Some YOLA students have even toured internationally with the LA Phil. “In 2013 we started bringing students on tour with the LA Phil, when they do special projects in conjunction with music education programs. They start seeing other students like them in other places, striving in the same way, and that really became apparent when we brought together students from other El-Sistema-inspired programs.”

To celebrate the program’s tenth anniversary, YOLA also had a tour of its own. 80 of the most advanced students from each of the three sites traveled up the West Coast to share their history and accomplishments.

Nana Ampofo, a 9th grader at the Los Angeles County High School for the Arts and a student at YOLA at Heart of Los Angeles (HOLA), has played bass in multiple YOLA orchestras and ensembles for three years and joined them on tour. “YOLA hasn’t only taken me places, but it’s also given me a new mindset of what it means to be a community, and how music is bringing everyone together,” she said.

Through all this, YOLA musicians have had many opportunities to bond with LA Phil and other professional orchestra musicians. Through “side-by-side” rehearsals and performances, in which the students and professionals perform together, they’ve found motivation in each other.

“They love getting to know one another through music,” said Nielsen. “In particular for the LA Phil musicians, it’s being able to connect to something that they know is deeply important to their music director, and to the LA Phil. It has built relationships that have lasted over time.”

Nielsen has watched mentorships develop, with some LA Phil musicians even giving students ongoing private lessons. “At one side-by-side we did with the LA Phil one of our musicians, who is now studying at San Francisco Conservatory, was sitting beside our Concertmaster Martin Chalifour,” she said. “His advice was instrumental in her choosing to go to conservatory, and how she’s approached learning the violin and viola.” She appreciates the mutual benefit both parties receive. “I think those side-by-side moments are just as important for the students as they are for the musicians because it brings them closer to their younger selves. There’s a deep connection there.”

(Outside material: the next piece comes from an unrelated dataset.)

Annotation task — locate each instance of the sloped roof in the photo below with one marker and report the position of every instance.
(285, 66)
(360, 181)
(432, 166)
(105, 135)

Students also bond with the teaching artists that work with them each week. “The teachers at YOLA bring a new perspective,” said Ampofo. “They make sure no matter how different you learn, everyone’s on the same page. They’re teaching us not only how to read the music, but also how to become a better person.”

In the coming years, Nielsen wants to grow even further. “There’s a lot of demand. We have waiting lists at every site.” She sees a lot of opportunity to create a more formalized program that develops students for collegiate music programs or conservatory training, giving them more mentorship opportunities, private lessons, and preparing them for applications and auditions.

This all is in service of Nielsen’s biggest goal. “We want to create a pipeline of YOLA students that will one day make it into the LA Phil. That’s the big dream.”